Generic name: ETHINYL ESTRADIOL 0.03mg, NORGESTREL 0.3mg;
Dosage form: tablets
Drug class: Contraceptives
Medically reviewed by Drugs.com. Last updated on Mar 3, 2022.
To achieve maximum contraceptive effectiveness, Low-Ogestrel (norgestrel and ethinyl estradiol tablets) must be taken exactly as directed and at intervals not exceeding 24 hours. The dosage of Low-Ogestrel is one white tablet daily for 21 consecutive days, followed by one peach inert tablet daily for 7 consecutive days, according to prescribed schedule. It is recommended that Low-Ogestrel tablets be taken by mouth at the same time each day.
How to Start Low-Ogestrel
Consider the possibility of ovulation and conception prior to initiation of medication.
Instruct the patient to begin taking Low-Ogestrel on the first Sunday after the onset of menstruation. If menstruation begins on a Sunday, the first tablet (white) is taken that day. The patient should take one white tablet daily for 21 consecutive days followed by one peach inert tablet daily for 7 consecutive days. Withdrawal bleeding will usually occur within 3 days following discontinuation of white tablets and may not have finished before the next pack is started. During the first cycle, the patient should not rely on Low-Ogestrel for contraception until a white tablet has been taken daily for 7 consecutive days and she should use a non-hormonal back-up method of birth control during those 7 days.
After the first cycle of use
The patient is to begin her next and all subsequent 28-day courses of tablets on the same day of the week (Sunday) on which she began her first course, following the same schedule: 21 days of white tablets, followed by 7 days of peach inert tablets. If in any cycle the patient starts tablets later than the proper day, instruct her to protect herself against pregnancy by using a non-hormonal back-up method of birth control until she has taken a white tablet daily for 7 consecutive days.

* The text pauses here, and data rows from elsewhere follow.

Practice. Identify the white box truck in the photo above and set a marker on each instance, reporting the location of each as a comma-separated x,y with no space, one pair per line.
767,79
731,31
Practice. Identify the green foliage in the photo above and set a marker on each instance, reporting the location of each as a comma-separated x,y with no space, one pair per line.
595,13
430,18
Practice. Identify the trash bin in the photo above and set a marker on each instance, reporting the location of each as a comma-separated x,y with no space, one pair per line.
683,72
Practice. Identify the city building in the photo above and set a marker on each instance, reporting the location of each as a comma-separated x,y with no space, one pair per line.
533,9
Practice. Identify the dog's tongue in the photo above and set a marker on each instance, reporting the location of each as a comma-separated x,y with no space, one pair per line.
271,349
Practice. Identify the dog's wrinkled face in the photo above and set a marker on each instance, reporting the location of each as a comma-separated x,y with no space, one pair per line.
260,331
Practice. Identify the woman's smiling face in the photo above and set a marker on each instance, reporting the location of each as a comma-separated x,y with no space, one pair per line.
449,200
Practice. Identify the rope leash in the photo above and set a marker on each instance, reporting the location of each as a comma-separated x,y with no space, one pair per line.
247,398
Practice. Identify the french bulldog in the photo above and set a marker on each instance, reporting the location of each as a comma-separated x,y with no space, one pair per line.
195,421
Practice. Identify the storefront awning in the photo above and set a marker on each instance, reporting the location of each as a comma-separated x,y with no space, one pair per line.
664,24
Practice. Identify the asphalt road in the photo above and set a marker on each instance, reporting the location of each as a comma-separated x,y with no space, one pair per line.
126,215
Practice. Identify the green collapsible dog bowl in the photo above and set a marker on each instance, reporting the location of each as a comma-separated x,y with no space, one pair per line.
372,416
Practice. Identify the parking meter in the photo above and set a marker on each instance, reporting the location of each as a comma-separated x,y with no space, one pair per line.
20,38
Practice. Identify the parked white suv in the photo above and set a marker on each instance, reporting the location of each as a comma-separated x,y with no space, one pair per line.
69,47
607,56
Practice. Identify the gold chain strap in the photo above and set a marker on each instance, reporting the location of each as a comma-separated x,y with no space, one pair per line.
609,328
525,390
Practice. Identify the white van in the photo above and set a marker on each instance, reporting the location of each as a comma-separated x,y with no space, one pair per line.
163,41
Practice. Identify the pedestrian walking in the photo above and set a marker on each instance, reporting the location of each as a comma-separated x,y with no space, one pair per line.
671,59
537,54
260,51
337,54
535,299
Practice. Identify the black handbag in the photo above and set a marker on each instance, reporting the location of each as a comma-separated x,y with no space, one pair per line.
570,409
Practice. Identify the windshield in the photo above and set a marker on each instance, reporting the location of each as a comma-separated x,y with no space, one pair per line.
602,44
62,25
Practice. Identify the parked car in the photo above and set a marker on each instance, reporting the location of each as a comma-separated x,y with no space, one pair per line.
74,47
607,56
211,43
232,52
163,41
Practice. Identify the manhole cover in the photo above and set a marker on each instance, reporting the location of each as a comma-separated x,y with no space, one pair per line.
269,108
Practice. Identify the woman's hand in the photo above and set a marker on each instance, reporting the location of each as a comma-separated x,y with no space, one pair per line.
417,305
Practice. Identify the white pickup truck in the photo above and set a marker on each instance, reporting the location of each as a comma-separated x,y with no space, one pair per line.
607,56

Switching from another hormonal method of contraception
- When the patient is switching from a 21-day regimen of tablets, instruct her to wait 7 days after her last tablet before she starts Low-Ogestrel. She will probably experience withdrawal bleeding during that week. Instruct her not to let more than 7 days pass after her previous 21-day regimen before she starts Low-Ogestrel.

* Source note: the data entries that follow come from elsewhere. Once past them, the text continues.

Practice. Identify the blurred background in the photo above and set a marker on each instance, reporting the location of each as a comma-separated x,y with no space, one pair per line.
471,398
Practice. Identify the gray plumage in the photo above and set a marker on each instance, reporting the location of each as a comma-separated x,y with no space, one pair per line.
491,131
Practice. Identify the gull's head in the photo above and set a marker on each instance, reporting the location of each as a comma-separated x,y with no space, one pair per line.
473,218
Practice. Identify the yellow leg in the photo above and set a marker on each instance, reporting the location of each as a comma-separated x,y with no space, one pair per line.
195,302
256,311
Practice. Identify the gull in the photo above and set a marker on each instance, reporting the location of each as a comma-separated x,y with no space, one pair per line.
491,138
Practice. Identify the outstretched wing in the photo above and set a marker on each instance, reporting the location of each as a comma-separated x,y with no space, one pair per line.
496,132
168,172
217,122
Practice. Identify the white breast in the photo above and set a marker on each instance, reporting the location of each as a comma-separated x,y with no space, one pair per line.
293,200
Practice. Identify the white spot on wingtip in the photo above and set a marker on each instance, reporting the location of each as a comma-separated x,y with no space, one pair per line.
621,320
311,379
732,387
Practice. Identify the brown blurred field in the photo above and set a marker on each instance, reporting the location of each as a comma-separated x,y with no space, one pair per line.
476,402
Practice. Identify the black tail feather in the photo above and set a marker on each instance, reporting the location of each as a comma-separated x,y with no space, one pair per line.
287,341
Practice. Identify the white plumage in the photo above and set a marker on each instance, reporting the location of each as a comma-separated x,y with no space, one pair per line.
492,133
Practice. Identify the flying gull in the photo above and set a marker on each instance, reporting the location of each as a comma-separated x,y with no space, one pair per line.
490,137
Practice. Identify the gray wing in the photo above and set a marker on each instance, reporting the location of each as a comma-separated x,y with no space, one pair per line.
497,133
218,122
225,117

- When the patient is switching from a 28-day regimen of tablets, instruct her to start her first pack of Low-Ogestrel on the day after her last tablet. She should not wait any days between packs.
- The patient may switch any day from a progestin-only pill and should begin Low-Ogestrel the next day. If switching from an implant or injection, instruct the patient to start Low-Ogestrel on the day of implant removal or the day the next injection would be due. If switching from a contraceptive vaginal ring or transdermal patch instruct the patient to start Low-Ogestrel on the day they would have inserted the next ring or applied the next patch. If switching from an Intrauterine Device (IUD) or Intrauterine System (IUS), instruct the patient to start Low-Ogestrel on the day of IUD/IUS removal. If the IUD/IUS is not removed on the first day of the patient's menstrual cycle, instruct her to use a non-hormonal back-up method of birth control for the first 7 days of tablet-taking.
Use after pregnancy, abortion, or miscarriage
- Initiate Low-Ogestrel no earlier than day 28 postpartum in the nonlactating mother or after a second-trimester abortion due to the increased risk for thromboembolism (see Contraindications, Warnings and Precautions concerning thromboembolic disease). Advise the patient to use a non-hormonal back-up method for the first 7 days of tablet-taking.
- Low-Ogestrel may be initiated immediately after a first-trimester abortion or miscarriage. If the patient starts Low-Ogestrel immediately, back-up contraception is not needed.
If spotting or breakthrough bleeding occurs
If spotting or breakthrough bleeding occurs, instruct the patient to continue on the same regimen. This type of bleeding is usually transient and without significance; however, advise the patient to consult her healthcare provider if the bleeding is persistent or prolonged.
The possibility of ovulation and pregnancy increases with each successive day that scheduled white tablets are missed. If withdrawal bleeding does not occur, the possibility of pregnancy must be considered. If the patient has not adhered to the prescribed schedule (if she missed one or more tablets or started taking them on a day later than she should have), consider the probability of pregnancy at the time of the first missed period and take appropriate diagnostic measures. If the patient has adhered to the prescribed regimen and misses two consecutive periods, rule out pregnancy.
For additional patient instructions regarding missed tablets, see the WHAT TO DO IF YOU MISS PILLS section in FDA-Approved Patient Labeling below.
Advice in Case of Gastrointestinal Disturbances
In case of severe vomiting or diarrhea, absorption may not be complete and additional contraceptive measures should be taken. If vomiting or diarrhea occurs within 3 to 4 hours after taking an active tablet, handle this as a missed tablet [see FDA-Approved Patient Labeling].